Investigation Report 201300003

  • Report no:
    201300003
  • Date:
    February 2014
  • Body:
    Grampian NHS Board
  • Sector:
    Health

Overview
The complainant (Mrs C) raised a number of concerns about her husband (Mr C)'s care and treatment when he was admitted to the Emergency Department of Aberdeen Royal Infirmary on 19 November 2012. 

She said that despite being assessed at 09:20 for transfer to the Acute Medical Assessment Unit he was not transferred there until 20:18.  In the meantime, he had been lying on a trolley.  Once transferred, Mrs C said that there was a delay in him seeing a doctor and that his condition continued to decline.  Regrettably, Mr C died at noon the next day and Mrs C further complained about Mr C's appearance when she arrived in hospital after his death.

Specific complaints and conclusions
The complaints which have been investigated are that:

  • (a) the care and treatment given to Mr C on his admission to hospital in November 2012 were unreasonable (upheld);
  • (b) Grampian NHS Board (the Board) unreasonably asked Mrs C to sign Mr C's death certificate before she had been given a chance to see him (upheld); and
  • (c) the Board unreasonably failed to properly lay out Mr C before Mrs C saw him (upheld).

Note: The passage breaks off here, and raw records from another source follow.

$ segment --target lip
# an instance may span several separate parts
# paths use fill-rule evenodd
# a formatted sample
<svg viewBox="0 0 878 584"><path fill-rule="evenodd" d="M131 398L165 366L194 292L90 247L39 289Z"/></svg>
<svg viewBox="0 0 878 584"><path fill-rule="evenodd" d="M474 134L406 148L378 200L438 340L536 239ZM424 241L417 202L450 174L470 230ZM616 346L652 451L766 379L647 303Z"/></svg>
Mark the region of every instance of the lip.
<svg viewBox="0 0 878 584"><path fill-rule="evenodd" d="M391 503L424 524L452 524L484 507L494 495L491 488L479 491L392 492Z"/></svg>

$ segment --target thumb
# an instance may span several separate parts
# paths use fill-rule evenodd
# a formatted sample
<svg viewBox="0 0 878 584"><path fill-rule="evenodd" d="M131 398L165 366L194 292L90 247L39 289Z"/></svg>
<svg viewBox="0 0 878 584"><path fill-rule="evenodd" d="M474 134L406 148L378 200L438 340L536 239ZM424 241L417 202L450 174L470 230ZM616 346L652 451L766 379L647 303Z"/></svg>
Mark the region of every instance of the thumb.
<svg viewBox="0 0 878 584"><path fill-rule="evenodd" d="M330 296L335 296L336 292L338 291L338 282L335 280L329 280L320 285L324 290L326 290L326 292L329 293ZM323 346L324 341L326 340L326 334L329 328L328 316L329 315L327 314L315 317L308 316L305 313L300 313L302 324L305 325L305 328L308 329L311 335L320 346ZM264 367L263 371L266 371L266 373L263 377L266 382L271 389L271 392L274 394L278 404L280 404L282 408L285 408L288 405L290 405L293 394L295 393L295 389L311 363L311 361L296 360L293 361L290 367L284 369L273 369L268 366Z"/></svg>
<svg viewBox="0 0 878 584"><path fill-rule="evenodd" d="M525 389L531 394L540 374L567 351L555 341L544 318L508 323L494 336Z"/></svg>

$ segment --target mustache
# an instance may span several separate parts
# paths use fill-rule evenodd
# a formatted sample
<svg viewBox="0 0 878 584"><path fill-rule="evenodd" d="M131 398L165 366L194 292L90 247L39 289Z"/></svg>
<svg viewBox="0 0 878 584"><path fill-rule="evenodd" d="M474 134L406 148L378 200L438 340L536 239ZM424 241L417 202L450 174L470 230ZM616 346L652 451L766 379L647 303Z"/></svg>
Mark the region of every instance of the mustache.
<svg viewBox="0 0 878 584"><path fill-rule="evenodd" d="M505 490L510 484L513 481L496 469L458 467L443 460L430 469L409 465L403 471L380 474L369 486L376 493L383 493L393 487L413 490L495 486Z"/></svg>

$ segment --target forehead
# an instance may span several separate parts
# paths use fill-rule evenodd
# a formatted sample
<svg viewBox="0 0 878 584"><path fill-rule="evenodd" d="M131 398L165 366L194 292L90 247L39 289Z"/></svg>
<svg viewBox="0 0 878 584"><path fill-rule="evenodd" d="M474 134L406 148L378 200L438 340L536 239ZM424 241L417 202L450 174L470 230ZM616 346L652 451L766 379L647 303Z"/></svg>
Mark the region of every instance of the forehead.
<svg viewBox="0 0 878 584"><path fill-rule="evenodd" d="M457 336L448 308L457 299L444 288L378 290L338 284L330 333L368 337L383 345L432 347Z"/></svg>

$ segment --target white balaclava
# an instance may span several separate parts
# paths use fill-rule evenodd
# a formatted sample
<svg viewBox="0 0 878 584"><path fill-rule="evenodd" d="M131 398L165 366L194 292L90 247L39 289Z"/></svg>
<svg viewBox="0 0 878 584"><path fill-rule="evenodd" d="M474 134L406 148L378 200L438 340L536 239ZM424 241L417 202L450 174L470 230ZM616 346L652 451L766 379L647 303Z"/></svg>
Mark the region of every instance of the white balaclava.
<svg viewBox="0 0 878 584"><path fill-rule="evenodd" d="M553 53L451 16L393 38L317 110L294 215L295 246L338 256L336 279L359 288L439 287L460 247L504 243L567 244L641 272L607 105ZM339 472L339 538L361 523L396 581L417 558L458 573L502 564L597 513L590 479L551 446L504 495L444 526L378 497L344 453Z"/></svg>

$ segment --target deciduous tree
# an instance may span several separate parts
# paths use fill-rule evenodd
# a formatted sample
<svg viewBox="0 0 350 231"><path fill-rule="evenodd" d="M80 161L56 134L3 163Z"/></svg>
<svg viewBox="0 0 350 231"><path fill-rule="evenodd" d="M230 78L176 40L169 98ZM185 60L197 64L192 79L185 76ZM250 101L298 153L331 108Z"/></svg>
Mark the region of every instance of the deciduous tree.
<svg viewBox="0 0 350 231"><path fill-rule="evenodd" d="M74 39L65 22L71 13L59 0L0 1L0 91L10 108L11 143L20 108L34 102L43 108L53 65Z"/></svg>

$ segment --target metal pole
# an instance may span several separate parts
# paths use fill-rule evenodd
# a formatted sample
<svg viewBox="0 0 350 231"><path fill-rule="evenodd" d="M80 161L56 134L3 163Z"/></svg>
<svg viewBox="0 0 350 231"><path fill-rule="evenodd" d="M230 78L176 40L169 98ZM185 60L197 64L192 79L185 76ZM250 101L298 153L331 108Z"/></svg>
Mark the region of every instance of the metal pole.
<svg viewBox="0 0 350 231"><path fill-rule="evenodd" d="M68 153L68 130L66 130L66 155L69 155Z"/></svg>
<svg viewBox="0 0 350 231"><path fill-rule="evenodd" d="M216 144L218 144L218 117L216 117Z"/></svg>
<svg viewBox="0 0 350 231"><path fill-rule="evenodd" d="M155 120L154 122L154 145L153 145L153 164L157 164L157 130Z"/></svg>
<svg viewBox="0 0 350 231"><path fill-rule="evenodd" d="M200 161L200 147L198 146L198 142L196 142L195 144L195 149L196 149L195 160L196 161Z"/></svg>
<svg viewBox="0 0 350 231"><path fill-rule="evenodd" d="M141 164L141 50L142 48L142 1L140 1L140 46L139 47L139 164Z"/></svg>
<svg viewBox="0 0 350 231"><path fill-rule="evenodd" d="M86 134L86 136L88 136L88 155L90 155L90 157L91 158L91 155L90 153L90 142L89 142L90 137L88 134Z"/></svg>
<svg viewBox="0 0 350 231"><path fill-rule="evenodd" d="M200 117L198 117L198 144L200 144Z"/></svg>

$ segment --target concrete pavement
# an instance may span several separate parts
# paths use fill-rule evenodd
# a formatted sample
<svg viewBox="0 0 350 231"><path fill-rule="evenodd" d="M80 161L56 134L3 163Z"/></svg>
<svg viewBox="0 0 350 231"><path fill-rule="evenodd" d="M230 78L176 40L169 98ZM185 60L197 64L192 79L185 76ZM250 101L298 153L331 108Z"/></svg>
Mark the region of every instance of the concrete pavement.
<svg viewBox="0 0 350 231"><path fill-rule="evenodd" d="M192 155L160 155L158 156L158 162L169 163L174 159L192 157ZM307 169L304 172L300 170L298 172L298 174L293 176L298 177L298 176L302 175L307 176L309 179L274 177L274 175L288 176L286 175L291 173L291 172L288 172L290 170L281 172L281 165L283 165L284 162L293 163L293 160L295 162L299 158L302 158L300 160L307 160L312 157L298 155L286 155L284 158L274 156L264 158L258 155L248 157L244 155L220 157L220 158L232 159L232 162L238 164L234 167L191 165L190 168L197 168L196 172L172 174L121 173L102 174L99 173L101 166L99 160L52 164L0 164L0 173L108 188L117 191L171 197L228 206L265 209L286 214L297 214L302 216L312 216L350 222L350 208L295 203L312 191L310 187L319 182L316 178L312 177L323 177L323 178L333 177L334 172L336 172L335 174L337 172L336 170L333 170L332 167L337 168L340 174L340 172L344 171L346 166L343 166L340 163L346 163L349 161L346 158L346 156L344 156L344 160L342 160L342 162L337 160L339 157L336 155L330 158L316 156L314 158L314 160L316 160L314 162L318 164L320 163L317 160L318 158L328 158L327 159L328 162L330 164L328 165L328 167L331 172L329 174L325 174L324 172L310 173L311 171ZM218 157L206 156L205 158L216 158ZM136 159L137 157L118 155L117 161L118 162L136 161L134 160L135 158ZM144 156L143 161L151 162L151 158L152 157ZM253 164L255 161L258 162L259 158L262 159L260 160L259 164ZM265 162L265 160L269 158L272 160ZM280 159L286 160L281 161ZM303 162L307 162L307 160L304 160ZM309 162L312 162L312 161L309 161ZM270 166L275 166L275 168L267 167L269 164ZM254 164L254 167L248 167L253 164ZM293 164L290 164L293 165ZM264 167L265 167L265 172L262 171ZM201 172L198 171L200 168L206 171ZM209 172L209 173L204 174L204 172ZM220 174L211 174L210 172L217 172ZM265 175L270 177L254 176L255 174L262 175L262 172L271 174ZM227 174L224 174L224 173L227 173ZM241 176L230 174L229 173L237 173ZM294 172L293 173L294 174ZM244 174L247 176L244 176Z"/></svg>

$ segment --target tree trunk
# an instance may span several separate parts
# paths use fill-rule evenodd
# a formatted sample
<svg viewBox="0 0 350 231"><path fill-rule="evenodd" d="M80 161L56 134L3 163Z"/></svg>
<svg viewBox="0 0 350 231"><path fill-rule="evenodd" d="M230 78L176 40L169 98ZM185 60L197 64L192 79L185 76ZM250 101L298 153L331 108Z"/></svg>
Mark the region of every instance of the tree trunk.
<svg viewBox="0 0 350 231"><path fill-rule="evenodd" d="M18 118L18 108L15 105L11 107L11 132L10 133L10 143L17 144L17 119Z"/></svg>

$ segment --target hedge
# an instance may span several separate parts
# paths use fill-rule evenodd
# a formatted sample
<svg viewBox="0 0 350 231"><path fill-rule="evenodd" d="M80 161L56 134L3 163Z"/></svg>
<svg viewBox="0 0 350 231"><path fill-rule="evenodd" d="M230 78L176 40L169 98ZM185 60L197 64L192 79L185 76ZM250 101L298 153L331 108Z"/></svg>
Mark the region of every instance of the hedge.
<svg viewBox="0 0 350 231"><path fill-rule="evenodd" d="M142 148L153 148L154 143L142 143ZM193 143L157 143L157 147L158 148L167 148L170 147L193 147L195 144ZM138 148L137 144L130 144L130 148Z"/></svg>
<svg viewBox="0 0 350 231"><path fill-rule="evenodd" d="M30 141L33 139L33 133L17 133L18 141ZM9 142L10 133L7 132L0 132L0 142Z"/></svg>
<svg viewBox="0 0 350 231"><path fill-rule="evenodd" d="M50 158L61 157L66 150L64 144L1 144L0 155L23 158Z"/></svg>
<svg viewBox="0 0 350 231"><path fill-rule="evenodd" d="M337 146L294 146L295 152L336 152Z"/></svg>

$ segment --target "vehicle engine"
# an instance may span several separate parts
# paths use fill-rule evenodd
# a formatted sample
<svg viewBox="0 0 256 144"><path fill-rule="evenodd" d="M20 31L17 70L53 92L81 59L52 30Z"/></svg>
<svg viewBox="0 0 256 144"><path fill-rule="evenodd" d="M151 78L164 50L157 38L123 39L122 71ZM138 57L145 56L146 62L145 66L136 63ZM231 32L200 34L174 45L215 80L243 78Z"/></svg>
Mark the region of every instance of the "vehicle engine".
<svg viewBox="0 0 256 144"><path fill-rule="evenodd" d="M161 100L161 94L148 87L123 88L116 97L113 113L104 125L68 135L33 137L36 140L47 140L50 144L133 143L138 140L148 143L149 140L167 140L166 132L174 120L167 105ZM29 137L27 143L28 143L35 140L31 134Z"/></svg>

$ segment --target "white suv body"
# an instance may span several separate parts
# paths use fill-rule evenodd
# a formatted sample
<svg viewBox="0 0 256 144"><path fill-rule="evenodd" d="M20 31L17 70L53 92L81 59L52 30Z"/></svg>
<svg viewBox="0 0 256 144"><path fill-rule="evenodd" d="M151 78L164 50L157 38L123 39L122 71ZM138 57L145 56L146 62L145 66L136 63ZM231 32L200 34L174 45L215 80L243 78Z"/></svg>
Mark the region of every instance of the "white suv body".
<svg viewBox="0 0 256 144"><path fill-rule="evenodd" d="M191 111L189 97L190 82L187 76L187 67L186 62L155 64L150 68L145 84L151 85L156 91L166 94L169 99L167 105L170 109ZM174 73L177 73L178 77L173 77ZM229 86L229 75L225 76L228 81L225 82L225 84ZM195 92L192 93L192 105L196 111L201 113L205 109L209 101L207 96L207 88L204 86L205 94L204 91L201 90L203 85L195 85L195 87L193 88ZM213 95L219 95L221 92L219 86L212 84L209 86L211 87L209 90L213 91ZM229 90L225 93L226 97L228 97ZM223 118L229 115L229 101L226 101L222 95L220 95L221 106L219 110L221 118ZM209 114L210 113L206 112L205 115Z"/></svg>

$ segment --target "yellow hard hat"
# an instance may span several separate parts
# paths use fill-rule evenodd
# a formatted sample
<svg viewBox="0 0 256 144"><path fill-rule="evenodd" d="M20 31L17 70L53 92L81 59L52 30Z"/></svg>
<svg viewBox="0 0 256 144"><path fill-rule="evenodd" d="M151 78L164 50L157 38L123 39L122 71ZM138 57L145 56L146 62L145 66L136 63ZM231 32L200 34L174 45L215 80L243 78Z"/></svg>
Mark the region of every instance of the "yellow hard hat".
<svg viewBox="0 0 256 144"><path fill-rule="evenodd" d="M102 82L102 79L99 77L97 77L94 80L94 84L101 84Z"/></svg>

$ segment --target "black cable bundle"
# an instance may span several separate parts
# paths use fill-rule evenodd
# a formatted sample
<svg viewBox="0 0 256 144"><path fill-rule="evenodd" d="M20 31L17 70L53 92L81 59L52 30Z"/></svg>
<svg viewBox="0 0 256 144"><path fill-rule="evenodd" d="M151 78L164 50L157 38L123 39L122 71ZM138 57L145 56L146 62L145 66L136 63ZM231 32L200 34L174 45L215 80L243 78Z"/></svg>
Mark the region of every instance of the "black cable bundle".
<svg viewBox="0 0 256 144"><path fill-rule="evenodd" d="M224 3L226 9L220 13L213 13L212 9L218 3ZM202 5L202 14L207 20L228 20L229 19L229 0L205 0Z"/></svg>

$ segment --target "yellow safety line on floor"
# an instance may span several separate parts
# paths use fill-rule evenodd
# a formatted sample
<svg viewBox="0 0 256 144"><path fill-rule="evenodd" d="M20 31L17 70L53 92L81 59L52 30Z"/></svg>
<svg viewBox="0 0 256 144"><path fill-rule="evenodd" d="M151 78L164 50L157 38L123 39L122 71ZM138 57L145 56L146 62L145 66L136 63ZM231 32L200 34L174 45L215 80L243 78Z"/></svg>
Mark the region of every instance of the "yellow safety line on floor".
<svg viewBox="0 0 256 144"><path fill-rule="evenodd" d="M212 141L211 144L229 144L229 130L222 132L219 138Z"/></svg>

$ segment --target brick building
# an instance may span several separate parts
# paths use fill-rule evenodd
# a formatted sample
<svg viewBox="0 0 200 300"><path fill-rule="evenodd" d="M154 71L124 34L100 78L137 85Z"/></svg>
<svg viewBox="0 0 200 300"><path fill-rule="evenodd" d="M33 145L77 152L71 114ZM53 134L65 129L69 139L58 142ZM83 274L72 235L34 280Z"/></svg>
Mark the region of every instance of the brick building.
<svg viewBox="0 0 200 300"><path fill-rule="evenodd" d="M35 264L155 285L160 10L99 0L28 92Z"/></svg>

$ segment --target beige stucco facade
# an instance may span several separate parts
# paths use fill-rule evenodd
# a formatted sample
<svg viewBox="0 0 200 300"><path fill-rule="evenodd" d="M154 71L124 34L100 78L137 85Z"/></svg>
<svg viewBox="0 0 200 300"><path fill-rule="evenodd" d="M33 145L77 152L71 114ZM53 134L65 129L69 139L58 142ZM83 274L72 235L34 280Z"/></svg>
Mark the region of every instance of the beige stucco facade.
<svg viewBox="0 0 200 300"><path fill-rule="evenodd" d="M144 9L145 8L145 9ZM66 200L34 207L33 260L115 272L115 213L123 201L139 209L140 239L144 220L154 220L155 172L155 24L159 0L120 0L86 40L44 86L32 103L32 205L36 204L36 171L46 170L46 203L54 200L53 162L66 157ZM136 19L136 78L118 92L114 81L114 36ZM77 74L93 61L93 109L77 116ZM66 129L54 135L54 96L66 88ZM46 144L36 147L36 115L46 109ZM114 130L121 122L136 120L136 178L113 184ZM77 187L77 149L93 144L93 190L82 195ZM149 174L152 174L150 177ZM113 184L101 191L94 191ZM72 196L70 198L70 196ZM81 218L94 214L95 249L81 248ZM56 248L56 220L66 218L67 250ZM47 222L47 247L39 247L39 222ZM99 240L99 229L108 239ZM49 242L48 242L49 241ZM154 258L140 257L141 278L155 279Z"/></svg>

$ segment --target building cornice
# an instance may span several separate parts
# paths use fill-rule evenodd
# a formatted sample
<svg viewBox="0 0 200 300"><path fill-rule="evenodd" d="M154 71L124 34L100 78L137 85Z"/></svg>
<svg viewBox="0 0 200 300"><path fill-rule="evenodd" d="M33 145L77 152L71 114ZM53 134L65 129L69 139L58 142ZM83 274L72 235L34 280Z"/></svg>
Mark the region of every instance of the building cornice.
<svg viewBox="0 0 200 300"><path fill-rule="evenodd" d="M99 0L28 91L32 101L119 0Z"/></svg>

Redress and recommendations

The Ombudsman recommends that the Board:

  • apologise to Mrs C for the fact that Mr C was not examined further by the medical team whilst he was still in the Emergency Department;
  • provide a plan detailing the changes they have made to prevent such a recurrence (that is, missing target times and a failure to assess and treat in a timely manner);
  • confirm the learning gained as a consequence of this complaint and provide details of how this has been passed to and considered by relevant staff;
  • emphasise to all staff in the Emergency Department the importance of keeping accurate and timely clinical records;
  • advise me of the steps they have taken to ensure that staff are aware of their responsibilities in similar circumstances and to be alert to the sensitivities of family members;
  • take steps to ensure that this does not happen again and emphasise to all appropriate staff the necessity of preserving a patient's dignity in death; and
  • be sensitive to the needs of close family members in such matters and advise appropriate staff accordingly.

The Board have accepted the recommendations and will act on them accordingly.